L’autre difficulté majeure réside dans le rapport à la communication. Le gouvernement travaille, mais parle peu. Ou parle tard. Ou parle avec des mots trop techniques. Or, dans une société où les réseaux sociaux produisent de la vitesse émotionnelle, l’analyse froide ne suffit plus. Il faut raconter, expliquer, mettre en scène les résultats. L’action sans narratif devient invisible. L’invisible devient inaudible. L’inaudible devient suspect. Et le soupçon, lui, se nourrit très bien du vide.
Ce qui complique encore la situation, c’est que les citoyens ont développé une maturité politique inattendue. Ils veulent comprendre ce qui se passe exactement avec la justice, avec les choix stratégiques, avec les signaux contradictoires.
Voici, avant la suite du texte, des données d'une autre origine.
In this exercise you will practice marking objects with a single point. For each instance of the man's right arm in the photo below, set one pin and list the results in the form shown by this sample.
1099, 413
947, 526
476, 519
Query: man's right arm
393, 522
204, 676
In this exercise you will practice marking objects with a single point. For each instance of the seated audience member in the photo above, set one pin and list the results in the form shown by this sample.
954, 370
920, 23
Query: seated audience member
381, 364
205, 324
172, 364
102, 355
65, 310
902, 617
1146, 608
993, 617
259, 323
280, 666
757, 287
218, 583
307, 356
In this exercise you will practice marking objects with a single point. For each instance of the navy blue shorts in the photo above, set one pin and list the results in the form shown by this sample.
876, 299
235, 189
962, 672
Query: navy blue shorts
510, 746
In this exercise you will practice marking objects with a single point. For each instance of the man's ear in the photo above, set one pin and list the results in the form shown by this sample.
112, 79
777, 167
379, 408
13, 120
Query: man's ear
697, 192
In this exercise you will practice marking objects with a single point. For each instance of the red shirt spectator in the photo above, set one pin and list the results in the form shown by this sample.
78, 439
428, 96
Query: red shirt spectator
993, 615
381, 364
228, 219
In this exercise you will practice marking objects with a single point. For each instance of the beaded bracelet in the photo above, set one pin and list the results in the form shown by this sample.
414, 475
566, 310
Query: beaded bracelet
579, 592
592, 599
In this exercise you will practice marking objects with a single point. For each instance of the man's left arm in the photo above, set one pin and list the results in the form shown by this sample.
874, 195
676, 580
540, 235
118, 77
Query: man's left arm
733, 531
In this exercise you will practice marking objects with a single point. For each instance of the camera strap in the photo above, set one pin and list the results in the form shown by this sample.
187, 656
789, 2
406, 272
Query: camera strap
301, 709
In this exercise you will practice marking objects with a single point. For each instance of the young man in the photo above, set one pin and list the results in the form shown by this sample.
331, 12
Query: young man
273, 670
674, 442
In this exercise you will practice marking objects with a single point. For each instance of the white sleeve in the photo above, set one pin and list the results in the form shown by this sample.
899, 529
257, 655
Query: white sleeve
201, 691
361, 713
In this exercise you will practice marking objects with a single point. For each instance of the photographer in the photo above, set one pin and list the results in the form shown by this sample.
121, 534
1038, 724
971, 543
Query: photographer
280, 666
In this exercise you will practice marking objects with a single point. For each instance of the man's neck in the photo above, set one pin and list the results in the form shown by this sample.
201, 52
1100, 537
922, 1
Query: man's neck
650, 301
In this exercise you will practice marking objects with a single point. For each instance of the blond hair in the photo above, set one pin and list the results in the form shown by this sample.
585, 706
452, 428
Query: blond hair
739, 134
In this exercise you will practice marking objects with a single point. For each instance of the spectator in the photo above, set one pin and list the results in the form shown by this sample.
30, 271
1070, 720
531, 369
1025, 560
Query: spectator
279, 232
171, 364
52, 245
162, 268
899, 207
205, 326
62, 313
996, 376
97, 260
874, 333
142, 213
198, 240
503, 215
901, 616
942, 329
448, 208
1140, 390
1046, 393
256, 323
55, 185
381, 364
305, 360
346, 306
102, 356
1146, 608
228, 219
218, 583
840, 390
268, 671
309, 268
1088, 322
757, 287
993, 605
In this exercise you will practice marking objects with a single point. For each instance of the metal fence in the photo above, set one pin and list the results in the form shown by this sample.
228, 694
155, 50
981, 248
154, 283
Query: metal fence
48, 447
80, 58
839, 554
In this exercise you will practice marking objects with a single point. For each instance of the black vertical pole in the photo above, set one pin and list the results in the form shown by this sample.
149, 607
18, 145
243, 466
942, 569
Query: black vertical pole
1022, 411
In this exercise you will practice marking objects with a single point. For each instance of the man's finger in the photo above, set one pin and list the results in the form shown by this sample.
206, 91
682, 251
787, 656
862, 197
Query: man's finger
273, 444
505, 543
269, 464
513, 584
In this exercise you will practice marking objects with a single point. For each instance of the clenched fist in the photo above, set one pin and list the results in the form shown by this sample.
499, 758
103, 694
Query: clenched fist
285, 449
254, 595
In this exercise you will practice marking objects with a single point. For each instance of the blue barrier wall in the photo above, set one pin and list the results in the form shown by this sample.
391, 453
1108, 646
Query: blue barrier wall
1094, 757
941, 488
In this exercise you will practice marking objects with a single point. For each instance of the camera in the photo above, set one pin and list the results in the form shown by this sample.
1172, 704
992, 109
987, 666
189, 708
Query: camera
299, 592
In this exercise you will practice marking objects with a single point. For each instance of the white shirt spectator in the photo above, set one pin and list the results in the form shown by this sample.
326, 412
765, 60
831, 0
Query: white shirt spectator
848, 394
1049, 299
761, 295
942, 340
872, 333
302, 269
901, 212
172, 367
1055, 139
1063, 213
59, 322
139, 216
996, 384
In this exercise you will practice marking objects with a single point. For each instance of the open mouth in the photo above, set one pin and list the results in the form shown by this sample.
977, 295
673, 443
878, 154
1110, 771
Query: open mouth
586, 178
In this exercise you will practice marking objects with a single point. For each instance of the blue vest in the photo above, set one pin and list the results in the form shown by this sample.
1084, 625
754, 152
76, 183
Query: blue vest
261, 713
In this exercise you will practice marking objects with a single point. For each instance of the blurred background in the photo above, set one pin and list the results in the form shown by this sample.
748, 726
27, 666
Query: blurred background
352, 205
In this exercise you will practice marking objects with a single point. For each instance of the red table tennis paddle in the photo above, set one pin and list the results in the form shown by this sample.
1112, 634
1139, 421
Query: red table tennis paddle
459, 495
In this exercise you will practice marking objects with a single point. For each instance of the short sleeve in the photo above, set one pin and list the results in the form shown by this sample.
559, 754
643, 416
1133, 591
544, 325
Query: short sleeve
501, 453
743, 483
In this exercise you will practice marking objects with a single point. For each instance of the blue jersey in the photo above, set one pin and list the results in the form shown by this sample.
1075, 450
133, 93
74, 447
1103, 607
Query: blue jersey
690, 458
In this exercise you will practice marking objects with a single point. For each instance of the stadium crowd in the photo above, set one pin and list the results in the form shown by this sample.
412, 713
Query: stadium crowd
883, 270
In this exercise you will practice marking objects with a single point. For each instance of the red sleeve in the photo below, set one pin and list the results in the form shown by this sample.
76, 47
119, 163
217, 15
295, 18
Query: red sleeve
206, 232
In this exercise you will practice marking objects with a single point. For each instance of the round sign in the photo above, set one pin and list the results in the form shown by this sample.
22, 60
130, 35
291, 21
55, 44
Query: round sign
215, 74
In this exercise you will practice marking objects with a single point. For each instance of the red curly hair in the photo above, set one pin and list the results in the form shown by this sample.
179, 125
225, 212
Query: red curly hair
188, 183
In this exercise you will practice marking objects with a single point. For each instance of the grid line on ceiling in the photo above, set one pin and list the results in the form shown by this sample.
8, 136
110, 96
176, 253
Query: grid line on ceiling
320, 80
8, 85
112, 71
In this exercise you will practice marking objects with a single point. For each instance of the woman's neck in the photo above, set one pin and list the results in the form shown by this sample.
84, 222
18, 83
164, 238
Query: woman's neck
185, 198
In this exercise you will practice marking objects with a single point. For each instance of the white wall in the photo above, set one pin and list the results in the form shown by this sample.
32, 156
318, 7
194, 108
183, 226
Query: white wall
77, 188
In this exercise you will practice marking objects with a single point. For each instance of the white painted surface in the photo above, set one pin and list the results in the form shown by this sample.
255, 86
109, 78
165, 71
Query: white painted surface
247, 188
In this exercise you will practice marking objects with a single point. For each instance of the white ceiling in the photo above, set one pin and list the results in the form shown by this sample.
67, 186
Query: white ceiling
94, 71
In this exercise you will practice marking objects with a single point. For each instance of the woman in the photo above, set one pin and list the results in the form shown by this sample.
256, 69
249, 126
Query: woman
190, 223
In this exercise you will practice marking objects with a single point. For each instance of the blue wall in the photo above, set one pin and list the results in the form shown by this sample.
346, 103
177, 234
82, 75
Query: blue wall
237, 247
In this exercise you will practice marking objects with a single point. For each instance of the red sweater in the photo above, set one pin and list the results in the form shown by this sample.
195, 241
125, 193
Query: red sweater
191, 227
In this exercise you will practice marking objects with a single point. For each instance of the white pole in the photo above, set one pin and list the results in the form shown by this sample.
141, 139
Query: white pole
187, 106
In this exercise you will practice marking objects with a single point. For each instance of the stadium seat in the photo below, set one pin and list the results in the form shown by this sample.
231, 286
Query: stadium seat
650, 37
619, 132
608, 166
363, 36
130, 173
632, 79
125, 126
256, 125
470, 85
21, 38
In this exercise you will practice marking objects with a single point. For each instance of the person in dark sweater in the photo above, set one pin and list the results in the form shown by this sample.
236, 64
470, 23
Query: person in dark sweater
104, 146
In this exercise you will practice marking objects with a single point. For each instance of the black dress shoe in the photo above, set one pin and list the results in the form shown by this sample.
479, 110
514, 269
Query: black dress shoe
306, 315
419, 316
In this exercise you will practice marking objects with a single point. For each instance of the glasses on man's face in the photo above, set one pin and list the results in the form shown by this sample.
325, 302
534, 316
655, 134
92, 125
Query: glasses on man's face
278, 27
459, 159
Ils veulent comprendre pourquoi certains dossiers stagnent, pourquoi d’autres surgissent, pourquoi l’impératif moral semble parfois être soluble dans le pragmatisme politique. Ils ne veulent plus de slogans. Ils veulent du sens.
Au fond, ce moment politique est une rencontre entre deux impatiences : l’impatience du pouvoir, qui veut stabiliser rapidement, et l’impatience du peuple, qui veut assainir avant de stabiliser. Entre les deux se tient un gouffre invisible nommé perception. Ce gouffre peut se combler par la clarté, par la justice rendue, par les décisions assumées. Ou il peut s’élargir au point de devenir fracture.
Car la réconciliation n’est pas l’amnésie. L’amnésie est une anesthésie provisoire. La réconciliation est une cicatrisation. Et une cicatrice, pour se former, doit d’abord passer par la douleur traitée, puis par le soin, puis par le temps, mais jamais par l’oubli imposé. Le peuple refuse de passer à autre chose tant que la page n’a pas été écrite. On ne tourne pas une page blanche. On tourne une page rédigée, signée et datée.
Ainsi se tient aujourd’hui la Nation : entre la douleur du passé non réglée et l’impatience du futur non dessiné. Ceux qui gouvernent doivent comprendre qu’il n’existe pas de stabilité réelle sans justice perçue, pas de paix durable sans vérité assumée, pas de réconciliation sans reconnaissance. Les symboles, les gestes, les signaux, les verdicts : voilà ce que le peuple attend. Il ne demande pas la lune. Il demande la lumière.